Hawaii will require sixth-graders to get the HPV vaccine and other immunizations before the start of the next school year, health officials said.
More than 13,200 sixth-grade students in public schools, including charters, will be affected by the new rule, the Honolulu Star-Advertiser reported Thursday.
Parents risk the exclusion of their children from middle school enrollment without the immunizations, officials said.
Parents will need to provide proof a child received one dose each of the tetanus, diphtheria, whooping cough and meningococcal conjugate vaccines, officials said.
Students also will need proof of two doses, given six months apart, of the vaccine against HPV, a common sexually transmitted disease that can cause cervical and other types of cancer, officials said.
The requirement does not apply to children in higher grades.
Beginning July 1, however, the state will require additional immunizations for students entering child care, preschool, kindergarten, seventh grade and postsecondary schools, officials said.
HPV infects nearly 80 million Americans, and health officials project more than 41,000 cases of new diagnoses of HPV-related cancers annually.

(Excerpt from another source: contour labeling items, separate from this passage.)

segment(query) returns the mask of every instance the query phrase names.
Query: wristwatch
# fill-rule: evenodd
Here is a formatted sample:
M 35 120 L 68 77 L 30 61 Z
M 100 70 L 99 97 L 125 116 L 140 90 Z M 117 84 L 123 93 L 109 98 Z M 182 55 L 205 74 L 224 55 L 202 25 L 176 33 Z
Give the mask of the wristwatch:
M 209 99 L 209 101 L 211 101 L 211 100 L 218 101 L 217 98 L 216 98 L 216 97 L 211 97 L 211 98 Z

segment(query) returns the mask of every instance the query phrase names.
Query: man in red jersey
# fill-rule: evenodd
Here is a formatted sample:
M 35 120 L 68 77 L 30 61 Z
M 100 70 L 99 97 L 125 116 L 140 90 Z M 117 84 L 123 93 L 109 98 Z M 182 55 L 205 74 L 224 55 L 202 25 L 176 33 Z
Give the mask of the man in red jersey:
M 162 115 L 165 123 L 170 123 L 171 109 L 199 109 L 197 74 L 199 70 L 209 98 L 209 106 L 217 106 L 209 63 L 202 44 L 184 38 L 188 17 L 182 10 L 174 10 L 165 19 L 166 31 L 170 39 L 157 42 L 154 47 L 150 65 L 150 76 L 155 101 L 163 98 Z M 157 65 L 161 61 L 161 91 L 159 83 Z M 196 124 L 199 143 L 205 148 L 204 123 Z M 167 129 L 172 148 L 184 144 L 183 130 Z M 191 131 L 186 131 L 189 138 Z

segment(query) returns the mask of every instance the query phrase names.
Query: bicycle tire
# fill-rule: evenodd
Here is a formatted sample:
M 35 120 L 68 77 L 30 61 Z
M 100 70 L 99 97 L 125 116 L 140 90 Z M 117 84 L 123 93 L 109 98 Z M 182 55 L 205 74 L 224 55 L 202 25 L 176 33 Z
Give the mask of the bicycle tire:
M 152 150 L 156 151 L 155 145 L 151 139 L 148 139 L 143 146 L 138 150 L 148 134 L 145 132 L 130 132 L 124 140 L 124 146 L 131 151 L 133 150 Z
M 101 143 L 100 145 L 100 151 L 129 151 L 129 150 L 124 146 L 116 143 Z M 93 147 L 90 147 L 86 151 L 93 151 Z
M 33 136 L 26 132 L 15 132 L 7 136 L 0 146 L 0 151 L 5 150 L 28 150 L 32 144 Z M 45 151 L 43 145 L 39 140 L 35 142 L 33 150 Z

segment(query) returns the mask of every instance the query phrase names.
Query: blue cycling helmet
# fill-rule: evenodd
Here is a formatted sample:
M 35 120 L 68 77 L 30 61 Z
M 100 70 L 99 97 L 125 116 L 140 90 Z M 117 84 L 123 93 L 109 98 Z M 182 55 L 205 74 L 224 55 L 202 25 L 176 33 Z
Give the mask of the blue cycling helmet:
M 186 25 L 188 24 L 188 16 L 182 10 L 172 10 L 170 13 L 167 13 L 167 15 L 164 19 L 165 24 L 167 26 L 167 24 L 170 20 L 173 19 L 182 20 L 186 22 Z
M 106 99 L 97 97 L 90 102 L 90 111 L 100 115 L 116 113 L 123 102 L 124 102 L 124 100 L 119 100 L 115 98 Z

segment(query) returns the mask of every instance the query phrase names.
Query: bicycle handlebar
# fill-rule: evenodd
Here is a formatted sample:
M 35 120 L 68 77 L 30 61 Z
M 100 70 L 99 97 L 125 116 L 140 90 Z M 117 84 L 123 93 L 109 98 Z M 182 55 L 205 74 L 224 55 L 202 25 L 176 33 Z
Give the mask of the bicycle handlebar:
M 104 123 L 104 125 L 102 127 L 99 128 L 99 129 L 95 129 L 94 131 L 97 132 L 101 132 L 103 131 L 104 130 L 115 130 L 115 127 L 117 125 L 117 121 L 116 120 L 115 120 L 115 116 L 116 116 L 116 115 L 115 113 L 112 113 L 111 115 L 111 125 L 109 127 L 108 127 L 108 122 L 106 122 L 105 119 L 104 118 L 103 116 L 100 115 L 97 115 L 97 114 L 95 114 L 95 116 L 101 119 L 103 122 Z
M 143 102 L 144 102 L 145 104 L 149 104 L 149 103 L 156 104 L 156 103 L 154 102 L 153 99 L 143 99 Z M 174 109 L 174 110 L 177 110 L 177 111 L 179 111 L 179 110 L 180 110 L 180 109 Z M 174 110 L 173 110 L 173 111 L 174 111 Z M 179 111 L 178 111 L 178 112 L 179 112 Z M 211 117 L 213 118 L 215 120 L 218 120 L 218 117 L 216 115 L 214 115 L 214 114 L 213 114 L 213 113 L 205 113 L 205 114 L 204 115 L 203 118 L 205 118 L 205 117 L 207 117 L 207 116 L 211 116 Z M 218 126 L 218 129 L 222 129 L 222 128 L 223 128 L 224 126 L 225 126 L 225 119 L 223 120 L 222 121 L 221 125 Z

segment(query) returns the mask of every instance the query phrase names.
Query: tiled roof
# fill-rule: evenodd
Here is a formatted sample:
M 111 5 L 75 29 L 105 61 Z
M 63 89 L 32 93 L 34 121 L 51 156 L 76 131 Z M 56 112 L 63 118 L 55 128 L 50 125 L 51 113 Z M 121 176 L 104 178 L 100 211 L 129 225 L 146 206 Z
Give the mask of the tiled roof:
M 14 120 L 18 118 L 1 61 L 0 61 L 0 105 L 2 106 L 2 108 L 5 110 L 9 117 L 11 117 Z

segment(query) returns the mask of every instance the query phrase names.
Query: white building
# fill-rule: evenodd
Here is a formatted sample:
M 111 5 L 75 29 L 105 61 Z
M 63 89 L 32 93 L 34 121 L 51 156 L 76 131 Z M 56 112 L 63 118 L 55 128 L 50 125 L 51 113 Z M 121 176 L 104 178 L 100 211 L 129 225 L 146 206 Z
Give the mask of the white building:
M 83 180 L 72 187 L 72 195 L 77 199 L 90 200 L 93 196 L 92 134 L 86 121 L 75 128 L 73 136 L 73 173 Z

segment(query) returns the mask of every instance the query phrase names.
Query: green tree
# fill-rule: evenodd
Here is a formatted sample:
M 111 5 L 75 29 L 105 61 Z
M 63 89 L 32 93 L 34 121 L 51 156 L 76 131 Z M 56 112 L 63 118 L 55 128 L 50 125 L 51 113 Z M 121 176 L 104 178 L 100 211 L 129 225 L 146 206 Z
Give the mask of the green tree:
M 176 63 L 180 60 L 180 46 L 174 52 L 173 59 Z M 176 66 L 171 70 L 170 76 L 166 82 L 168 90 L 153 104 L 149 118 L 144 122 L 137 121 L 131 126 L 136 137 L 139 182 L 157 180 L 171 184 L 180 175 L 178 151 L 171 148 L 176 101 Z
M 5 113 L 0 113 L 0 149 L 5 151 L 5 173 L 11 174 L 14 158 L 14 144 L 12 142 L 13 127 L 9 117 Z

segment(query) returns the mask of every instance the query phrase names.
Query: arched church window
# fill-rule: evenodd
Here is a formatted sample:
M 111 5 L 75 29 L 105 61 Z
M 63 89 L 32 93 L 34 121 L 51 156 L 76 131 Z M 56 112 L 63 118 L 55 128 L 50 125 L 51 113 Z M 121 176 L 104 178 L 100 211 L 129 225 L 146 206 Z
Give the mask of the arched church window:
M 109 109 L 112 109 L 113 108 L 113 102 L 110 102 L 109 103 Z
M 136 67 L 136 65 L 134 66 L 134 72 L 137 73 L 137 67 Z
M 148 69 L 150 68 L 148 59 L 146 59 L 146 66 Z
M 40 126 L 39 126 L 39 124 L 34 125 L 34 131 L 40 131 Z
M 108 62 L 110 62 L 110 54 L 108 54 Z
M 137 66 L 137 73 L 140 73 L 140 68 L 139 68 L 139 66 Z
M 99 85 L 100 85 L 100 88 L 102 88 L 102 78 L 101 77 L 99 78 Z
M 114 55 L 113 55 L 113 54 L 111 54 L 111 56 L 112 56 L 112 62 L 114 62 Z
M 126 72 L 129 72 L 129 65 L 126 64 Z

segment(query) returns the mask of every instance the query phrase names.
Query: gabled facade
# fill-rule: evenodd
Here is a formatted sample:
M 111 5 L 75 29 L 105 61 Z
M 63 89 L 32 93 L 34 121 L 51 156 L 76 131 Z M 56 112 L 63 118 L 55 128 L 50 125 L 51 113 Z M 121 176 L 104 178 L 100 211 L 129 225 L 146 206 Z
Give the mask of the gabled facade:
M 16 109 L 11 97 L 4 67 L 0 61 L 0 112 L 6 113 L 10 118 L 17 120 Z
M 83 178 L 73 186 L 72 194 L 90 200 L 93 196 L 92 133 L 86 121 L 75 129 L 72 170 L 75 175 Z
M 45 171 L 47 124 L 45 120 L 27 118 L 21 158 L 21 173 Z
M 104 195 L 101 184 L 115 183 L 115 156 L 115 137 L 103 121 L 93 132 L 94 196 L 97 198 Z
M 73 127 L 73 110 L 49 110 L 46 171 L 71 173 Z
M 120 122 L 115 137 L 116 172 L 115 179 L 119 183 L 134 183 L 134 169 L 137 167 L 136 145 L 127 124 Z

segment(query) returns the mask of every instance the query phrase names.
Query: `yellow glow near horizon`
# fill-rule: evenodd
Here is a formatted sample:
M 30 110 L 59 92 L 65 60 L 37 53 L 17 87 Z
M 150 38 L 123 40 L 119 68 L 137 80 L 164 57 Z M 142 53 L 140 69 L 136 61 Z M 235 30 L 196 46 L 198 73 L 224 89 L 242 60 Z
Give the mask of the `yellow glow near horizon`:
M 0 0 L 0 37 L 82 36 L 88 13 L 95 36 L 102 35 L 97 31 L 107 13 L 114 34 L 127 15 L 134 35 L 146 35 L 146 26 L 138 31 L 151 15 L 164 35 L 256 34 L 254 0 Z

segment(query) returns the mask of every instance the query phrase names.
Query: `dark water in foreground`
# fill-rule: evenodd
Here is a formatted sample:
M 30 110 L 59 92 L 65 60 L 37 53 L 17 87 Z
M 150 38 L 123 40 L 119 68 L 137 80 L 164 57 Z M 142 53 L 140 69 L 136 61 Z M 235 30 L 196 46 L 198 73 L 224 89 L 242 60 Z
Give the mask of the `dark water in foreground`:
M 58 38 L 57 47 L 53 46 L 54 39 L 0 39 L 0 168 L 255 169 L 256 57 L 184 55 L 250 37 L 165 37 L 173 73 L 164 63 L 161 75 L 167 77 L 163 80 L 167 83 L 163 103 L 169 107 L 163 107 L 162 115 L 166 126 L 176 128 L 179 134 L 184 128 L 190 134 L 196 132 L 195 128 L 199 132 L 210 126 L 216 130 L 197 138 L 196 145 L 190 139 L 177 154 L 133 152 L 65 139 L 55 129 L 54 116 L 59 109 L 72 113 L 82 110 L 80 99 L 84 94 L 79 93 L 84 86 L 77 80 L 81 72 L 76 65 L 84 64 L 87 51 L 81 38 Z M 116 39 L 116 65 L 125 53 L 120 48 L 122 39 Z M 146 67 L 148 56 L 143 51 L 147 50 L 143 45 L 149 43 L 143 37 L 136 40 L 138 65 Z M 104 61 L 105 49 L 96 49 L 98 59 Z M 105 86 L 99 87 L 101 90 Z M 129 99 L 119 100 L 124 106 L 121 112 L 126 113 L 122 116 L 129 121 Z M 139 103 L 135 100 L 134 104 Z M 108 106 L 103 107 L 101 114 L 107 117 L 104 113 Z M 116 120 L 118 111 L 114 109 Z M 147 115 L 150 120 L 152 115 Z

A 2018 study by the University of Hawaii's Office of Public Health Studies found only 35% of girls and 19% of boys had received the recommended HPV vaccine shots. Some parents are concerned that the vaccine could contribute to promiscuity, the study authors said.
"Like in anything brand new, there's always going to be pushback," said Ronald Balajadia of the Hawaii Department of Health's immunization branch. "The issue more than anything else is that we're talking about disease and we're talking about trying to prevent cancer."